In his campaign for the White House, Barack Obama did talk at great length about the need to fix our economy, but he did not make a multi-hundred billion dollar “stimulus” the centerpiece of his economic plan.Â With the federal government having just shelled out $700 billion in the Troubled Assets Relief Program (TARP), the bailout, one would think that responsible stewards of the federal Treasury would not seek an even greater amount in additional government spending.
But, they are, even as the federal deficit reaches record levels, both in dollar terms and a a percentage of the gross domestic product (GDP). The stimulus bill the president says “is still on track.”
Megan McArdle wonders why some on the left opposed to TARP are indifferent the size of the “stimulus:”
How come progressives opposed to TARP II are very, very worried about the cost to the taxpayer, but not worried at all by the cost to the taxpayer of a massive fiscal stimulus, a lot of which is nearly guaranteed to be wasted by virtue of the speed with which the money must fly out the Treasury’s door?
Meanwhile, Stpehen Chapman thinks additional spending is not the solution to the problem, but the problem itself:
We all know how we got into this economic mess. We spent too much, borrowed with abandon, and acted like the bills would never come due. So what’s the prescription for getting out?
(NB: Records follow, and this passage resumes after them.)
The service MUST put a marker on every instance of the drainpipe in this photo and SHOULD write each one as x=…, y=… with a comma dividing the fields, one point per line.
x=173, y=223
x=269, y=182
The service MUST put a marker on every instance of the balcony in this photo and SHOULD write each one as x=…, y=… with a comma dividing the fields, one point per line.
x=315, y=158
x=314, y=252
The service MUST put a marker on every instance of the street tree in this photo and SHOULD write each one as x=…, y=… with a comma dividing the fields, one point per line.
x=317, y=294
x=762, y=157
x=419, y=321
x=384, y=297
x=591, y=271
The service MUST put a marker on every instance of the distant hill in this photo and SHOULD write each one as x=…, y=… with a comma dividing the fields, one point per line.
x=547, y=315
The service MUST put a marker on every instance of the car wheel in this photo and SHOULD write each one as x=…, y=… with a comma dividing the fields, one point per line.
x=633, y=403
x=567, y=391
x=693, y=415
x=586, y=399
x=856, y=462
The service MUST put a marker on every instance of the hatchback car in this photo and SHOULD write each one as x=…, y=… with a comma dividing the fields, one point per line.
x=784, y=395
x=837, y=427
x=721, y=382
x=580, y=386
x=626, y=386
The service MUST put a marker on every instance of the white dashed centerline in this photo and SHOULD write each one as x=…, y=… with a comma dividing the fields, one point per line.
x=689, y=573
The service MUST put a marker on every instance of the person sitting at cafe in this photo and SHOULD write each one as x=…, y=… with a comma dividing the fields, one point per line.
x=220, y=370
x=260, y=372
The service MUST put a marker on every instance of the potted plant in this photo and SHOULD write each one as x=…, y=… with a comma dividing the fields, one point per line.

Spending more, borrowing more, and acting like the bills will never come due.
When something sounds too good to be true, it usually is. This alleged cure deserves special scrutiny because it invites our policymakers to redouble the very policies that caused the crisis. Congress and the new administration are all too eager to abandon restraint so that we can overcome the consequences of excess.
As Glenn said in linking that post, “Yeah, that’ll work.”
The Democrats must be crazy, or blind to fiscal reality. I agree we need to do something to improve our economy. Real deregulation and budget cuts might help. While a vast increase in spending may provide a short-term boost to the economy, in the long run, it will only exacerbate our economic problems.
So, I suggest the majority party try a different tack, based on policies which work in the real world and not just on the “drawing boards” of liberal think tanks and universities campuses.